“If you have built castles in the air, your work need not be lost; that is where they should be. Now put the foundations under them.” - Henry David Thoreau, Walden
By the end of 2024, the collective cost of cyber attacks is projected to soar to $9.5T, with a further increase to $10.5T expected in 2025. With over 75% of these attacks targeting small businesses, the financial implications for the most vulnerable companies are staggering. These alarming figures underscore the pressing need for robust cybersecurity measures.
A shortage of human capital compounds cyber issues. According to Dentons, family offices are particularly vulnerable due to their unique staffing needs and the talent scarcity to meet them. Nearly 30% of family offices are understaffed in critical roles, making them natural targets for cybercriminals. Further, “existing staff are under-resourced, in part due to inadequate levels of training and development. Just a small majority (54%) say all staff participate in risk mitigation and security training, and among those taking part, most (59%) do so only annually.”
"Businesses of all sizes need the right cybersecurity expertise tailored to their risk profile, industry, and compliance needs,” said Dr. Christine Izuakor, the founder and CEO of Cyber Pop-up. “Smaller businesses especially should partner with experts who not only design but also implement cybersecurity programs. Since most attacks involve human error, every employee, technical or not, plays a crucial role in either exposing or protecting the company from the most common cyber attacks. It's essential to empower all staff to help safeguard the business."
With these daunting figures as a backdrop, we entered our buildout of Sandbox with two critical objectives despite limited resources: to create an innovative and delightful client experience concurrently built on a foundation of security and controls.
Taking this approach meant sacrificing some measure of speed for stability and security. Still, our decades of experience in banking have led us to understand what may not necessarily be obvious to others—banking, at its core, involves only so many core competencies. One is risk management; no one will care about a delightful user interface if we don’t manage risk appropriately.
With risk management in mind, we quickly realized we needed to establish robust, rigorously tested controls. At that point, building SOC 2 into our foundation became the obvious choice, and we sought relationships with Vanta and VioletX to help us establish our policies, procedures, and controls.
Developed by the Association of International Certified Professional Accountants (better known as the AICPA), a SOC 2 examination is a report on controls at a service organization, including fintech platforms like Sandbox Wealth. These reports cover an array of "trust services criteria" relevant to security, availability, processing integrity, confidentiality, or privacy. SOC 2 reports are intended to meet the needs of a broad range of users who need detailed information and assurance about the controls at a service organization. For early-stage firms, institutional relationships often hinge on an ability to deliver evidence of a clean SOC 2 report.
For any organization, especially one in its early stages, achieving SOC 2 builds a strong base for a business that is built with security in mind. — Bill Dixon, VioletX
“Achieving SOC 2 for an early-stage startup immediately shows that the organization is committed to establishing trust with its clients,” said Bill Dixon, the Chief Information Security Officer at VioletX. “The SOC 2 not only establishes a base set of controls, but the validation by the audit process of the effectiveness of those controls over a period of time [provides] prospective and existing clients a level of certainty that security is part of the day-to-day of the company.”
After nearly a year of planning and a three-month audit, we’ve completed our initial SOC 2 Type II audit with no exceptions noted. This achievement underscores our commitment to security and controls. Perhaps most importantly, it conveys a sense of security that many family offices have difficulty achieving internally due to lacking internal tools and training to protect financial data and capital.
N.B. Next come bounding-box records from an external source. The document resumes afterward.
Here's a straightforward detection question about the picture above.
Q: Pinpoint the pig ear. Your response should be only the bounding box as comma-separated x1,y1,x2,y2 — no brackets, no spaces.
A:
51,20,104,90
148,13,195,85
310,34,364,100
As an RIA or Family Office, knowing that they are partnering with an organization that establishes trust is a key tenant to a level of confidence that the security of their data and assets will be taken seriously. — Bill Dixon
Managing wealth and risk is intrinsically linked, particularly in an age of expanding cyber attacks. From mass affluent clients managing a small investment portfolio to the most prominent family offices and RIAs, our role at Sandbox is to securely enable the free flow of data and capital. By doing so, our objective is to mitigate many of the risks our members face.
“Family Offices and RIAs face the same cyber risks that any large organization and financial institution may face,” said Mr. Dixon. “When there is information of value to be gained and, in some cases, monetary gain directly to be made, there is no hiding from being at risk.”
Platforms like Sandbox help families manage the myriad risks associated with reporting and liquidity management by building enterprise-grade controls around data privacy, information security, and our core infrastructure. This enables our members to spend more time managing their finances and making prudent decisions around liquidity.
According to Mr. Dixon, “[E]stablishing security standards such as SOC 2 mitigates the likelihood of a cyber threat being realized and creating a material impact on the business."